13
Yorum
1
Beğeni
0,0
Puan
1163
Okunma

Ölüm kuşkusuz hayatın bir gerçeğidir. Şairin “an gelir Attila ölür” Dizesinin hükmüdür. Yine “Dünya Sultan Süleyman’a kalmadı” Sözü de meşhurlardandır. Kimi zaman yolda yürürken, bazen bir rahatsızlığın vesilesiyle yahut bir trafik kazasında vefat ederiz.
Ne var ki, ülkemizde sıkça görülebildiği üzre bazı ölümler şaibe yüklü bulutları da beraberinde getirmiyor mu acep? Bir sis perdesinin ardından izliyorsunuz. Olgular dünyasına merhaba diyorsunuz. Hani deyim yerindeyse klasik Allah rahmet eylesin mesajı dairesinde yaklaşmak ve bakmak olaya kifayet etmiyor. Cevapları ancak vadinin puslu karanlığında saklı sorular zihinleri kaplar hemen.
Merhum araştırmacımız Aytunç Altındal’ın hayatı da komplo teorisi kapsamında ele alınıp, değerlendirilebilecek olayları incelemekle geçmiş bulunmaktadır. Kendisini okuyan ve izleyenleri önce bir hayret ve heyecan duygusuna sevk edip, ardındansa dünya üzerinde meydana gelen olaylara daha serinkanlı ve kuşkucu bakılmasını mümkün kılan bir atmosferde kendinizi bulduğunuz bir süreçler manzumesinin dile getiricisi olduğunu söylemek herhalde mübalağa olmayacaktır. Vefatı ve birbiri ardınca anlatılanlarda kuşkusuz bu minvalde cereyan etmektedir. Şu kadar ki, bu sefer ne bir hayret, ne de bir heyecan duyuyorum.

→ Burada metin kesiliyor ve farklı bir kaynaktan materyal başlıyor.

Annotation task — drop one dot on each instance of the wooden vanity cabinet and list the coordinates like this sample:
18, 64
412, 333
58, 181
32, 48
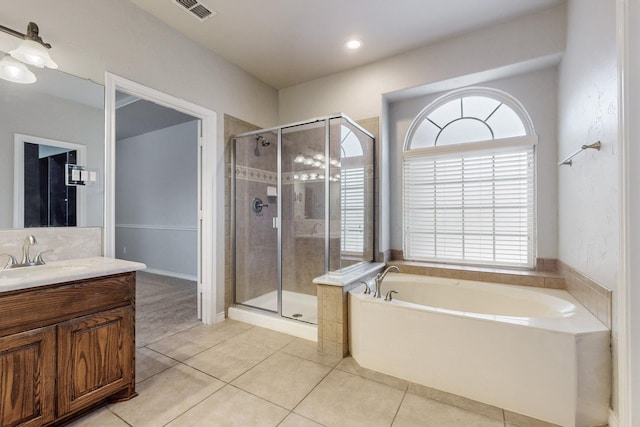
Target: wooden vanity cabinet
69, 347
27, 378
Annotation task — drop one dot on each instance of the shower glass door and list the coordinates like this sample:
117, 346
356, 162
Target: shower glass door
255, 226
304, 225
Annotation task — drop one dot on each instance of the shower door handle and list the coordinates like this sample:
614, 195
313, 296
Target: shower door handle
257, 205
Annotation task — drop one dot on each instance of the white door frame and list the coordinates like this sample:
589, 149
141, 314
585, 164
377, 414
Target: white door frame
207, 186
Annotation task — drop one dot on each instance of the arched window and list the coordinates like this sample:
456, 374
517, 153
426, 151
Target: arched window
469, 181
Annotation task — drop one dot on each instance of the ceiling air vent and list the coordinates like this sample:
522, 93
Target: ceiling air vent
196, 9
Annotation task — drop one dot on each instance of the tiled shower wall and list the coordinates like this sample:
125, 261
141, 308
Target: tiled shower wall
304, 249
232, 126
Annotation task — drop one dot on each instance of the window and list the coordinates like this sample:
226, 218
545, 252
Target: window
352, 194
469, 181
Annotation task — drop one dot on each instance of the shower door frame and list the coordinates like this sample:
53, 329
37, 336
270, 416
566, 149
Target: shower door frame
278, 129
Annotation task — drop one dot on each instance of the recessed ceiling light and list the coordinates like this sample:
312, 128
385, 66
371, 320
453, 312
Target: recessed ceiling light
353, 43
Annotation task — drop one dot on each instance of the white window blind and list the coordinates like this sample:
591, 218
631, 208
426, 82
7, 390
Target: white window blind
352, 210
470, 207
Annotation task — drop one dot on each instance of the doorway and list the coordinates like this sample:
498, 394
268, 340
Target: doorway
156, 212
209, 273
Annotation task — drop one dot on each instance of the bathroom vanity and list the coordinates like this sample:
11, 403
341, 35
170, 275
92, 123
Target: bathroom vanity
67, 339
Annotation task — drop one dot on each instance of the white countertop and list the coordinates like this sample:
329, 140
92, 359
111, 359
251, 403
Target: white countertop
63, 271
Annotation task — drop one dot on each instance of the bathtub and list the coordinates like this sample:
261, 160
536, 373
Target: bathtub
533, 351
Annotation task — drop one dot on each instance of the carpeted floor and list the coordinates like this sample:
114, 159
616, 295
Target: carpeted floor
164, 306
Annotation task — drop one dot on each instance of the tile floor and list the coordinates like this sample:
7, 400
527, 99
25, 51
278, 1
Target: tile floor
235, 374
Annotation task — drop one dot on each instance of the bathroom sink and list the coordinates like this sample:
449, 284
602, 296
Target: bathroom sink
63, 271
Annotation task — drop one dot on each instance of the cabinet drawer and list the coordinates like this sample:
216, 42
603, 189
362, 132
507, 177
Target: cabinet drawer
44, 306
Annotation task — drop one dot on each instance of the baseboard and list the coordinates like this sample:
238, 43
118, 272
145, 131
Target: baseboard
613, 419
170, 274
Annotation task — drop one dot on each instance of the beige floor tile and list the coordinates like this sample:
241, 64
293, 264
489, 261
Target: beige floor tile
99, 418
231, 407
419, 411
184, 345
295, 420
268, 337
348, 364
455, 400
519, 420
149, 363
282, 379
309, 350
343, 399
230, 359
165, 396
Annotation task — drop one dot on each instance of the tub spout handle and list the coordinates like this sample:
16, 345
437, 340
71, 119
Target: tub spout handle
389, 296
367, 289
380, 277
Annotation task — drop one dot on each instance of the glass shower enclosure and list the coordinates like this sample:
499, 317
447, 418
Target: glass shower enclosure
302, 206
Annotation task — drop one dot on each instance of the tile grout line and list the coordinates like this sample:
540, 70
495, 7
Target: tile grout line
404, 395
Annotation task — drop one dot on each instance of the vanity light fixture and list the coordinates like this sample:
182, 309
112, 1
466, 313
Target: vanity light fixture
32, 51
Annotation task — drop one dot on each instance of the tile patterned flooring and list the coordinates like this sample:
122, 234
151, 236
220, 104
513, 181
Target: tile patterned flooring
235, 374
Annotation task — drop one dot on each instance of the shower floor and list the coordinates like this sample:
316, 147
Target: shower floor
295, 306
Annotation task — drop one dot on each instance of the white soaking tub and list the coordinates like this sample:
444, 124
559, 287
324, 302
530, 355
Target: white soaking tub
533, 351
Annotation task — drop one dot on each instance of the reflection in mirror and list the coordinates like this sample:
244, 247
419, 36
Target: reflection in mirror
41, 196
57, 107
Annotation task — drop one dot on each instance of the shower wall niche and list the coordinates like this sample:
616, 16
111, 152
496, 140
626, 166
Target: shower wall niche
302, 197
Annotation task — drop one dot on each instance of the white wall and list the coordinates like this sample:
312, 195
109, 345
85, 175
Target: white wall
157, 199
527, 43
90, 37
629, 292
587, 112
358, 92
537, 91
588, 196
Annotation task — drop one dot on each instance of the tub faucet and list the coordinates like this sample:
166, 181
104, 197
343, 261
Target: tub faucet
380, 277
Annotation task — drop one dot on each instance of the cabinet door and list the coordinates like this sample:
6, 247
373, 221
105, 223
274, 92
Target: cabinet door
27, 378
95, 359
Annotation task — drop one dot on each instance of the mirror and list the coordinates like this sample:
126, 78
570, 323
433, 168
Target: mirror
66, 110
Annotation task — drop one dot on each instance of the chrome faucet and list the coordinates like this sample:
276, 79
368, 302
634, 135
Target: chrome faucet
26, 260
380, 277
28, 242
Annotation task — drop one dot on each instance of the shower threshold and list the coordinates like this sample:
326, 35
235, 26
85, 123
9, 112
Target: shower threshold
293, 304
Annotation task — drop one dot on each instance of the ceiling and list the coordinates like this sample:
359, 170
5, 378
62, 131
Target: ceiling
286, 42
135, 116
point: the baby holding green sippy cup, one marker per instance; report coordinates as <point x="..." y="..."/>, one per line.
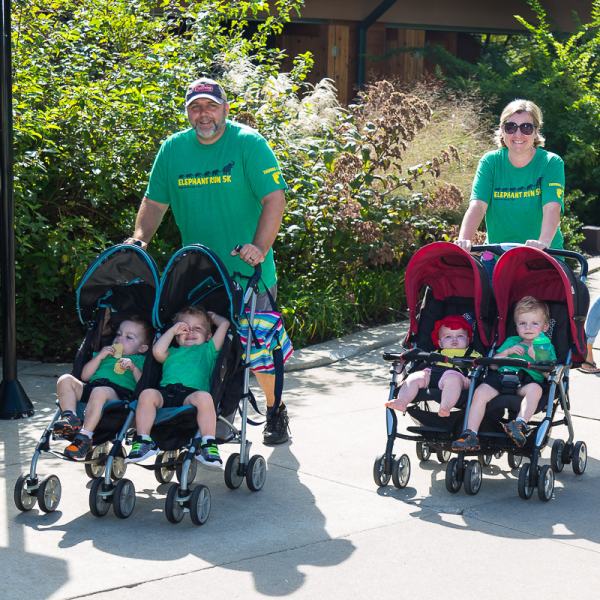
<point x="532" y="320"/>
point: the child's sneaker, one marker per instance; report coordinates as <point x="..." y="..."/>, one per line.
<point x="209" y="454"/>
<point x="67" y="426"/>
<point x="516" y="431"/>
<point x="142" y="449"/>
<point x="79" y="447"/>
<point x="468" y="441"/>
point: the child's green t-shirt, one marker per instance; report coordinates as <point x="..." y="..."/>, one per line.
<point x="191" y="366"/>
<point x="106" y="370"/>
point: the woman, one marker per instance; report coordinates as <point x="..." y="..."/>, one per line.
<point x="518" y="188"/>
<point x="592" y="326"/>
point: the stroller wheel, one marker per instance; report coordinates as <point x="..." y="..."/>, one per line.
<point x="233" y="477"/>
<point x="453" y="483"/>
<point x="119" y="466"/>
<point x="556" y="457"/>
<point x="473" y="477"/>
<point x="256" y="473"/>
<point x="174" y="510"/>
<point x="165" y="474"/>
<point x="514" y="461"/>
<point x="124" y="498"/>
<point x="98" y="454"/>
<point x="579" y="458"/>
<point x="200" y="505"/>
<point x="546" y="483"/>
<point x="401" y="471"/>
<point x="443" y="456"/>
<point x="192" y="469"/>
<point x="49" y="493"/>
<point x="525" y="485"/>
<point x="423" y="451"/>
<point x="379" y="474"/>
<point x="99" y="505"/>
<point x="485" y="459"/>
<point x="24" y="500"/>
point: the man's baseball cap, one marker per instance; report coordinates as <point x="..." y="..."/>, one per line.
<point x="205" y="88"/>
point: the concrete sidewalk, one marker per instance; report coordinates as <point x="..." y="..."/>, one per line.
<point x="320" y="526"/>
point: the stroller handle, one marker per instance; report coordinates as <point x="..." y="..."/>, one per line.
<point x="519" y="363"/>
<point x="500" y="249"/>
<point x="257" y="271"/>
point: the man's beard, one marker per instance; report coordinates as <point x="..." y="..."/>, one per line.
<point x="218" y="126"/>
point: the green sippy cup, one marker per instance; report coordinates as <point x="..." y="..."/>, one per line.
<point x="541" y="347"/>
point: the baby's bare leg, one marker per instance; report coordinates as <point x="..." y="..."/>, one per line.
<point x="93" y="411"/>
<point x="483" y="394"/>
<point x="409" y="390"/>
<point x="69" y="391"/>
<point x="207" y="418"/>
<point x="531" y="393"/>
<point x="145" y="414"/>
<point x="451" y="386"/>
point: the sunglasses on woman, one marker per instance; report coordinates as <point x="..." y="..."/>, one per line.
<point x="526" y="128"/>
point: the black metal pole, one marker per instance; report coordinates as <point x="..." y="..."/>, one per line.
<point x="14" y="403"/>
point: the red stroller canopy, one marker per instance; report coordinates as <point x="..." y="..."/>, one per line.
<point x="525" y="271"/>
<point x="449" y="271"/>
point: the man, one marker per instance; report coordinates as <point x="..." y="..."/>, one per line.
<point x="225" y="188"/>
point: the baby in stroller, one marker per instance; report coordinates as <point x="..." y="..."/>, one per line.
<point x="187" y="370"/>
<point x="452" y="335"/>
<point x="532" y="321"/>
<point x="110" y="375"/>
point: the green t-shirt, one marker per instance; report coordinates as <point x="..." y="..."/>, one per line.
<point x="515" y="196"/>
<point x="215" y="190"/>
<point x="192" y="366"/>
<point x="106" y="370"/>
<point x="512" y="341"/>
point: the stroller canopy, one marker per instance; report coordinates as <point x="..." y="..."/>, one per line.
<point x="123" y="278"/>
<point x="450" y="271"/>
<point x="525" y="271"/>
<point x="196" y="275"/>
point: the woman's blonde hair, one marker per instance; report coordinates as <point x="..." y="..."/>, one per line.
<point x="518" y="106"/>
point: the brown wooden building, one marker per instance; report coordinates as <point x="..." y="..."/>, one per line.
<point x="339" y="33"/>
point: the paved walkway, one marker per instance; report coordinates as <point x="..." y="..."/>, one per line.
<point x="320" y="527"/>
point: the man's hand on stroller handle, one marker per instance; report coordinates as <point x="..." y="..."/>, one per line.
<point x="249" y="253"/>
<point x="136" y="242"/>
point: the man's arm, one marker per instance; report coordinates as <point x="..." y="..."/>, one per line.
<point x="550" y="221"/>
<point x="148" y="219"/>
<point x="266" y="231"/>
<point x="471" y="222"/>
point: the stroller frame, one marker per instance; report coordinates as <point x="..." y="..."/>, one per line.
<point x="181" y="498"/>
<point x="47" y="490"/>
<point x="532" y="475"/>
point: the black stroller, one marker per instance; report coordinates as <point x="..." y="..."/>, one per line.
<point x="121" y="282"/>
<point x="441" y="279"/>
<point x="195" y="275"/>
<point x="522" y="271"/>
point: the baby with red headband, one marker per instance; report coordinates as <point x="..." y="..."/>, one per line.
<point x="452" y="336"/>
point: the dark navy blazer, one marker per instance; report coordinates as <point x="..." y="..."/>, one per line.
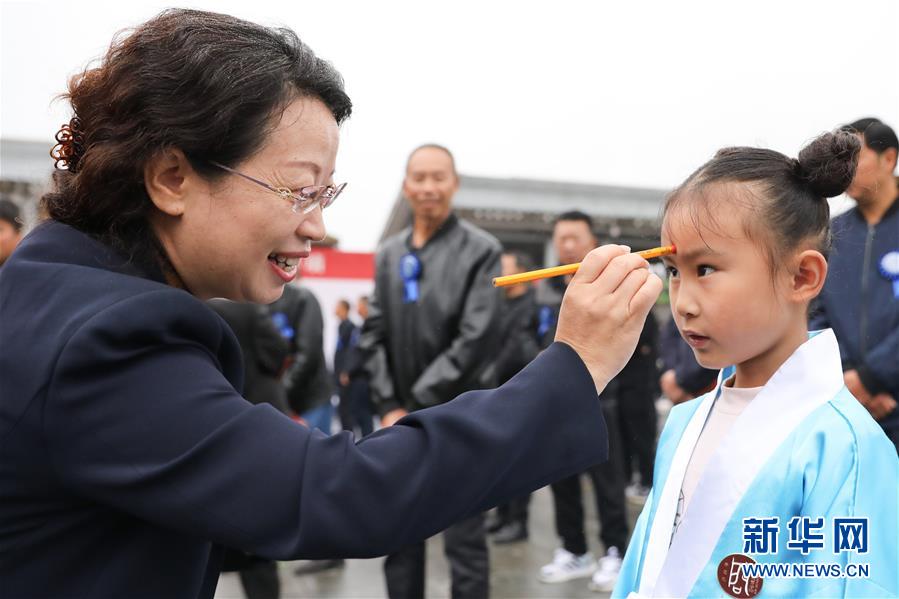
<point x="129" y="459"/>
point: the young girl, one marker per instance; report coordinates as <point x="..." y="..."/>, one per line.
<point x="779" y="464"/>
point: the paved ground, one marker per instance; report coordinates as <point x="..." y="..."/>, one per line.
<point x="513" y="567"/>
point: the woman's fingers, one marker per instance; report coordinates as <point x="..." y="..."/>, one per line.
<point x="645" y="297"/>
<point x="596" y="262"/>
<point x="616" y="272"/>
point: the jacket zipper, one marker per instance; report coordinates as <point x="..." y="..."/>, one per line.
<point x="866" y="268"/>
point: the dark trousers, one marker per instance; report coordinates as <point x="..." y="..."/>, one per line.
<point x="515" y="511"/>
<point x="638" y="421"/>
<point x="355" y="407"/>
<point x="260" y="581"/>
<point x="465" y="546"/>
<point x="608" y="485"/>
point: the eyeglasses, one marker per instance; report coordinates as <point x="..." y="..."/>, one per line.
<point x="308" y="197"/>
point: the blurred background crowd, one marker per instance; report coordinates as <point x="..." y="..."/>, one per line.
<point x="395" y="316"/>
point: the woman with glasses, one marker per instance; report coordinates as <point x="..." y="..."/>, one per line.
<point x="197" y="164"/>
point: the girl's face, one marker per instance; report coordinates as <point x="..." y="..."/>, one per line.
<point x="233" y="238"/>
<point x="724" y="296"/>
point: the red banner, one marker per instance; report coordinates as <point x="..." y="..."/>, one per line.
<point x="328" y="263"/>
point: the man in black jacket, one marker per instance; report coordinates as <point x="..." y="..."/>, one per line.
<point x="349" y="375"/>
<point x="264" y="350"/>
<point x="518" y="338"/>
<point x="429" y="335"/>
<point x="298" y="315"/>
<point x="860" y="299"/>
<point x="573" y="238"/>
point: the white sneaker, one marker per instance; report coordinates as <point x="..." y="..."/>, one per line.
<point x="606" y="572"/>
<point x="567" y="566"/>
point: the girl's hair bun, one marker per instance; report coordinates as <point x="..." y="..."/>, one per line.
<point x="828" y="163"/>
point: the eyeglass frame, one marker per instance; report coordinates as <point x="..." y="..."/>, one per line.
<point x="305" y="204"/>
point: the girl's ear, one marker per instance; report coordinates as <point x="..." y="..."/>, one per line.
<point x="808" y="276"/>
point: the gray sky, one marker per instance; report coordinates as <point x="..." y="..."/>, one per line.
<point x="633" y="93"/>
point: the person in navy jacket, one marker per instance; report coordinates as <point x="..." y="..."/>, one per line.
<point x="860" y="299"/>
<point x="197" y="165"/>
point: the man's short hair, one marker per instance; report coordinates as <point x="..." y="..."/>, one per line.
<point x="878" y="135"/>
<point x="575" y="215"/>
<point x="435" y="147"/>
<point x="9" y="211"/>
<point x="522" y="260"/>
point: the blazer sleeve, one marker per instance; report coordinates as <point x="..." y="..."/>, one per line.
<point x="141" y="419"/>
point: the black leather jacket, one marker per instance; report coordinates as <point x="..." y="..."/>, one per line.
<point x="307" y="380"/>
<point x="427" y="352"/>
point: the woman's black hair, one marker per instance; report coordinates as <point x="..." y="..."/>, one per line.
<point x="208" y="84"/>
<point x="789" y="195"/>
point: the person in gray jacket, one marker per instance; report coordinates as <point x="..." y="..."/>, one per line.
<point x="431" y="331"/>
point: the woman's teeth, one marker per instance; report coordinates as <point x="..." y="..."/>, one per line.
<point x="285" y="264"/>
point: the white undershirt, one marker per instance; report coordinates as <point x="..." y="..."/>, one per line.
<point x="729" y="405"/>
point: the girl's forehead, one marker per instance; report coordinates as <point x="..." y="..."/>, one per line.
<point x="693" y="223"/>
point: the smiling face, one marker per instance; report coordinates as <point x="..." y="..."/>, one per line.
<point x="430" y="184"/>
<point x="725" y="300"/>
<point x="873" y="172"/>
<point x="572" y="240"/>
<point x="233" y="238"/>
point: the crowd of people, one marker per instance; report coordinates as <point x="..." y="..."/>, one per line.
<point x="127" y="428"/>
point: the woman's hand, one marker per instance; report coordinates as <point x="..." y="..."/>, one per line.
<point x="604" y="309"/>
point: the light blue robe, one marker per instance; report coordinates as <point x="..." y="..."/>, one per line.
<point x="803" y="447"/>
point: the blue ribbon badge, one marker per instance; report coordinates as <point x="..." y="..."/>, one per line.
<point x="889" y="269"/>
<point x="410" y="271"/>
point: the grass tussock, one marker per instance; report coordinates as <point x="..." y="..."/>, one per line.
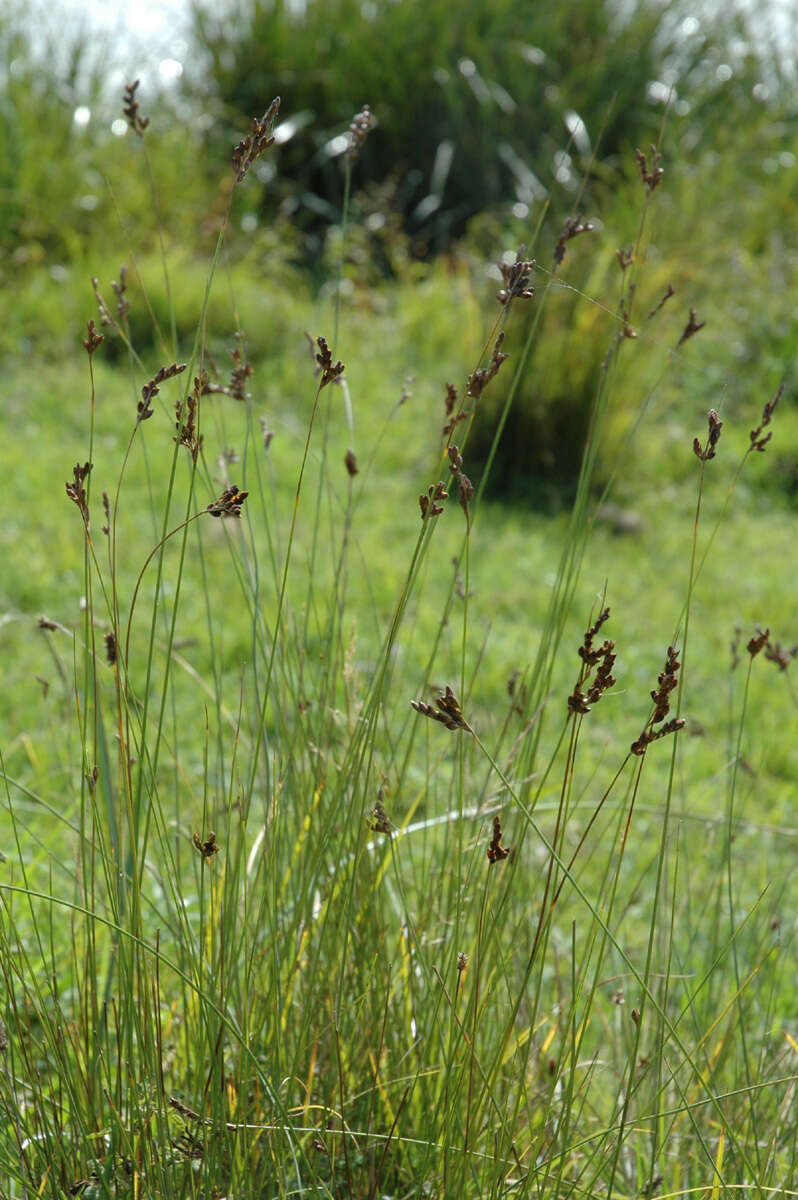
<point x="298" y="897"/>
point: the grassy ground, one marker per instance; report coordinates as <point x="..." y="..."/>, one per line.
<point x="282" y="913"/>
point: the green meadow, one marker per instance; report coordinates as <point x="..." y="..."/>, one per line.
<point x="397" y="735"/>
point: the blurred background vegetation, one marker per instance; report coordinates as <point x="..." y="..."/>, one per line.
<point x="491" y="131"/>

Üstat bu çerçeveye bizleri alıştırmadı mı?
Bu bağlamda biraz eskilere uzanıyorum. Adına ilk rast geldiğim çalışmasının hiçte ismi etrafında oluşan imajı desteklemediği aklıma geliyor. 1970’li yılların başlarında yayınladığı “Türkiye’de Kadın” Başlıklı araştırması, asıl bu kitabı yıllarca beni hayrete düşüren bir muamma olarak kalır. Açıkçası, toplumsal cinsiyet araştırmalarının kaynakça kısmında alfabetik tasnif bazında A. Bebel’den önce mi gelirdi A. Altındal diyerek zihnimi şöyle bir yoklamıyor da değilim.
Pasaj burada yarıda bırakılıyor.